The 84th Training Command ("Railsplitters") is a formation of the United States Army. During World War I it was designated the 84th Division, American Expeditionary Forces; during World War II it was known as the 84th Infantry Division. From 1946 to 1952, the division was a part of the United States Army Reserve as the 84th Airborne Division. In 1959, the division was reorganized and redesignated once more as the 84th Division. The division was headquartered in Milwaukee in command of over 4,100 soldiers divided into eight brigades—including an ROTC brigade—spread throughout seven states.

Changes to the U.S. Army Reserve organizations from 2005 until 2007 redesigned the unit as the 84th Training Command (Leader Readiness) and it was paired with the Army Reserve Readiness Training Center (ARRTC). The flag resided at Fort McCoy, Wisconsin. As a result of Base Realignment and Closure (BRAC) throughout the Army, the ARRTC was moved to Fort Knox, Kentucky. The 84th Training Command (LR) underwent a command-directed move to Fort Knox, Kentucky in advance of the ARRTC in September 2008. Since the move, the 84th Training Command and ARRTC split, leaving the ARRTC with leader readiness and training support.
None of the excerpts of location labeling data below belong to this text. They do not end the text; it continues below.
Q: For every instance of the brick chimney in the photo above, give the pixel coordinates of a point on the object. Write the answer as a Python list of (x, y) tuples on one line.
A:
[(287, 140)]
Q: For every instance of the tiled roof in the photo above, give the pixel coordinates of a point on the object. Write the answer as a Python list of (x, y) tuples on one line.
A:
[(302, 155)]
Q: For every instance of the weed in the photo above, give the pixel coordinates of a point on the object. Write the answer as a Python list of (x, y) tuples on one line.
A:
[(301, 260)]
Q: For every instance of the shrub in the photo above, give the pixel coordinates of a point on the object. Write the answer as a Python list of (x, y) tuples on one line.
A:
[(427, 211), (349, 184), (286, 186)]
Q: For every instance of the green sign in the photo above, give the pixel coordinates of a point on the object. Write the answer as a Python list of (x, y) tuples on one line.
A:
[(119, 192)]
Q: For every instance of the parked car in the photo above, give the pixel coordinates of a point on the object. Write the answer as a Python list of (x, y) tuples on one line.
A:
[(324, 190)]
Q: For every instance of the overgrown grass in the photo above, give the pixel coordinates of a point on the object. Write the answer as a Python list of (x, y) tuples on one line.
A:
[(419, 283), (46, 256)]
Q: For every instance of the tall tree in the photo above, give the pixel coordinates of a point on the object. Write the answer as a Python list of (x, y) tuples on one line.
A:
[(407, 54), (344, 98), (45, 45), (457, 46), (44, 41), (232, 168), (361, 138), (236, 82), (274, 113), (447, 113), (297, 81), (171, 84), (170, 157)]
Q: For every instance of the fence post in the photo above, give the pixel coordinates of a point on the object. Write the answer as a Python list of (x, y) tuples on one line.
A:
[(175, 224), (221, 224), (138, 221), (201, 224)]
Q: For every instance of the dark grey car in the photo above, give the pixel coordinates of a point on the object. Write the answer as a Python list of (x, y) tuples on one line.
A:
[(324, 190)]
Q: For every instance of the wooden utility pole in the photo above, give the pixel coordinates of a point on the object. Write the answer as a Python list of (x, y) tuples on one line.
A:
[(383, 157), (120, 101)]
The 84th Training Command was re-designated once again to 84th Training Command (Unit Readiness).

In September 2010, the 84th was renamed 84th Training Command and began reorganization. The 84th mission currently supports three numbered and three named training divisions – the 78th Training Division (Ft. Dix, NJ), the 86th Training Division (Ft. McCoy, WI), and the 91st Training Division (Ft. Hunter Liggett, CA), Atlantic Training Division (Ft. Dix, NJ), Great Lakes Training Division (Arlington Heights, IL), Pacific Training Division (Camp Parks, Dublin, CA)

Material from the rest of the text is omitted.